Reputation: 2742
I've been looking around the internet hoping that this is possible, I basically need to get just the title of a webpage and nothing else.
web crawlers can take a long time performing tasks because they have to load pages before examinining them, this is inefficient for what I am trying to achieve... here's what I have so far
php code
$url = 'http://www.ebay.com/itm/300702997750#ht_500wt_1156';
$str = file_get_contents($url);
$title = '';
if(strlen($str)>0){
preg_match("/\<title\>(.*)\<\/title\>/",$str,$titleArr);
$title = $titleArr[1];
}
I want to know whether it would be possible to crawl only part of a page (for example the first 2000 characters of page).

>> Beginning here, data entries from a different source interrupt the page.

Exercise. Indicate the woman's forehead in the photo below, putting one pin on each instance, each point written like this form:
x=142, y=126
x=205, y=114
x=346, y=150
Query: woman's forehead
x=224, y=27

Any help would be appreciated, Thanks.
Upvotes: 3
Views: 898
Reputation: 72975
You could use substr to just grab the first 1000 chars, alternatively, you could use
$ch = curl_init();
curl_setopt($ch, CURLOPT_URL, 'http://www.example.com/');
curl_setopt($ch, CURLOPT_RANGE, '0-500');
curl_setopt($ch, CURLOPT_BINARYTRANSFER, 1);
curl_setopt($ch, CURLOPT_RETURNTRANSFER, 1);
$result = curl_exec($ch);
curl_close($ch);
echo $result;
that will only download the first 500 bytes. You can bench that by running something like this extremely ugly rubbish code:
$url = 'http://www.example.com/';
$range = array();
$repeats = 10;
function average($a){
return array_sum($a)/count($a) ;
}
for ($i=0;$i<$repeats;$i++) {
$time_start = microtime(true);
$ch = curl_init();
curl_setopt($ch, CURLOPT_URL, $url);
curl_setopt($ch, CURLOPT_RANGE, '0-500');
curl_setopt($ch, CURLOPT_BINARYTRANSFER, 1);
curl_setopt($ch, CURLOPT_RETURNTRANSFER, 1);
$result = curl_exec($ch);
$time_end = microtime(true);
$time = $time_end - $time_start;
curl_close($ch);
$range[] = $time;
}
echo "With range: average = ".round(average($range),2)." seconds (Min: ".round(min($range),2).", Max: ".round(max($range),2).")\n";
$range = array();
for ($i=0;$i<$repeats;$i++) {
$time_start = microtime(true);
$ch = curl_init();
curl_setopt($ch, CURLOPT_URL, $url);
curl_setopt($ch, CURLOPT_BINARYTRANSFER, 1);
curl_setopt($ch, CURLOPT_RETURNTRANSFER, 1);
$result = curl_exec($ch);
$time_end = microtime(true);
$time = $time_end - $time_start;
curl_close($ch);
$range[] = $time;
}
echo "Without range: average = ".round(average($range),2)." seconds (Min: ".round(min($range),2).", Max: ".round(max($range),2).")\n";
If I run that on my site (http://www.focalstrategy.com/), I get:
With range: average = 0.38 seconds (Min: 0.35, Max: 0.41)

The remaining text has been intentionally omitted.